I haven't seen mentioned anywhere what sort of oil is meant to be used with an oilstone. Also, is the sharpening technique any different from that using a wetstone? As much advice as you'd care to give wld be appreciated.
Any light grade machine oil will do just fine - the stone won't complain!
The same technique is used for the whetstone, but you use water here.
My technique (anorak on) grind at 25 deg approx, then onto the oilstone.
Lift up the blade until the oil squishes out, then continue honing.
John
You've not said what you want to sharpen. Axe, knife, wood chisel, scissors etc.
As I understand it, a Whetstone is an abrasive stone used to sharpen tools. It can be used dry or with water or with oil. The ones with a finer grade are are used with oil and are usually called an oilstone.
There's plenty on Youtube showing you how it's done.
ive got a couple of these oil stones very good,but i also use a couple of the small dmt diamond stones(look like a flick knife type of thing)but i did buy from travis perkins a combination (diamond block)made by faithful tools for a tenner,and i must admit its a dam fine thing to have.
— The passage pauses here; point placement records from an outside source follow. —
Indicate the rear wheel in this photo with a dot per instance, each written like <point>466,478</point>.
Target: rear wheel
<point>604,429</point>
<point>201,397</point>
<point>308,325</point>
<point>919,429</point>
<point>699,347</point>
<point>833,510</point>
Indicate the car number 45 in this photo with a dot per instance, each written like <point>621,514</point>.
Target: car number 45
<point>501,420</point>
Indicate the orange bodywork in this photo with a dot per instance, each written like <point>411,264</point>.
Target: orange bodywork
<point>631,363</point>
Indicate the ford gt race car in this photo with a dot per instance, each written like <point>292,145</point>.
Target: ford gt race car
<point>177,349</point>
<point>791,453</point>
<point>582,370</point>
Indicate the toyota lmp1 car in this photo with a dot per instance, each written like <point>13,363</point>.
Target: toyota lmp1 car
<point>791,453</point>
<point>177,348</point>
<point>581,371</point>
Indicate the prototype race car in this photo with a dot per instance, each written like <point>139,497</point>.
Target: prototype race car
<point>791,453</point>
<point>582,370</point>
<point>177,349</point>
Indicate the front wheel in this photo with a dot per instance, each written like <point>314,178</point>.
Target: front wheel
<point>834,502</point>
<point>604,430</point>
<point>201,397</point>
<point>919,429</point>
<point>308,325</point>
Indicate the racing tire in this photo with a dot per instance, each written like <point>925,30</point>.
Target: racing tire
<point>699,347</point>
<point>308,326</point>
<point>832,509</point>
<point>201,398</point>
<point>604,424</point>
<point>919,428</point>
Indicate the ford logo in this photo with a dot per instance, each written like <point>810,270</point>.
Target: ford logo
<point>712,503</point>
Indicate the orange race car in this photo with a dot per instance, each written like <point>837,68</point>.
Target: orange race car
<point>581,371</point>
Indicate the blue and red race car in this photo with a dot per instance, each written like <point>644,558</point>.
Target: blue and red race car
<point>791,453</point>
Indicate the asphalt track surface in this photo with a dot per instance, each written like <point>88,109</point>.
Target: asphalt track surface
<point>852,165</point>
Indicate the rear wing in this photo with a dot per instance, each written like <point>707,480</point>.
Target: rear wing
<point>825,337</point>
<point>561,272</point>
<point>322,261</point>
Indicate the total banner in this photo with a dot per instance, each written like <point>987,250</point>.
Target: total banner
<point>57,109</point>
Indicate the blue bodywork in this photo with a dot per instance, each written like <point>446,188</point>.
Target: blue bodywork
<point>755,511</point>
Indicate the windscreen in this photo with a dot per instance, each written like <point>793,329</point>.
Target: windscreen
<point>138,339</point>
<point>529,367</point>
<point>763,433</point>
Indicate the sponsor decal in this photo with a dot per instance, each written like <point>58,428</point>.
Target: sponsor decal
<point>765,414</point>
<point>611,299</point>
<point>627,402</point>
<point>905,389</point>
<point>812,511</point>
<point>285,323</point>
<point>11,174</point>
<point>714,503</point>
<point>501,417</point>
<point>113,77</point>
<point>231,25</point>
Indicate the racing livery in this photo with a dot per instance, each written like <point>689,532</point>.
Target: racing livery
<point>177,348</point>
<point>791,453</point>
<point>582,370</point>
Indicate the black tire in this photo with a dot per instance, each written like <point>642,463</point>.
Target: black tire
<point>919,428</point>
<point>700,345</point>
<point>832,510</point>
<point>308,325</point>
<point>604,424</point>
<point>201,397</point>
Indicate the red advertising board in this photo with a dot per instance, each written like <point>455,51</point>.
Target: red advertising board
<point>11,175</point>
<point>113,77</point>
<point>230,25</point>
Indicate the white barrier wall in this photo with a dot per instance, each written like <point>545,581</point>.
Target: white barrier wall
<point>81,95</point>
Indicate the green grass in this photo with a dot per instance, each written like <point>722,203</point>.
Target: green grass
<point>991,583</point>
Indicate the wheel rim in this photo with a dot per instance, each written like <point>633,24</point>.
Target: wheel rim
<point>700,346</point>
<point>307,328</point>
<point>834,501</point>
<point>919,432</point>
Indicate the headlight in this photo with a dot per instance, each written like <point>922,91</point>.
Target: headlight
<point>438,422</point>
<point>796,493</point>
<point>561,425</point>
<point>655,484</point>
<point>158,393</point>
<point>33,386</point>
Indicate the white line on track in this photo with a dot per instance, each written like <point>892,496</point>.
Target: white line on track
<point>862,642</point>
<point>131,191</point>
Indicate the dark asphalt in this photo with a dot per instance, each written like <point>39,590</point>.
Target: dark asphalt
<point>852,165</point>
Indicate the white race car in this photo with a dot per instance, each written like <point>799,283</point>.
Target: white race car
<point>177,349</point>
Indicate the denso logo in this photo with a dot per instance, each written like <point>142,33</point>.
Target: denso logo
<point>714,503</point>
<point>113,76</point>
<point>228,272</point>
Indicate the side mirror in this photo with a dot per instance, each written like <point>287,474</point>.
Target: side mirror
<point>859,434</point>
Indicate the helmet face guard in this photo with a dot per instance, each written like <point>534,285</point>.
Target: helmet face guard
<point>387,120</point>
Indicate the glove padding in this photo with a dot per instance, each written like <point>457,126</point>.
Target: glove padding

I use a mix of turpentine with just enough oil in it to turn it into the colour of urine on my oilstone.Once or twice I've had to stop a labourer chucking away " this bottle of p***" but I find that it works well and the stone remains cleaner than using just oil. I always sharpen at the same angle as the chisel is ground to, non of this honing angle lark.
For finer sharpening I use a waterstone. It's a fine grey stone and really puts a cracking edge on but you can almost watch the stone ware away.
I also have diamond and carbo stones for sharpening axes and billhooks and the like, and for the actual grinding I find that a belt sander is a excellent tool for the job.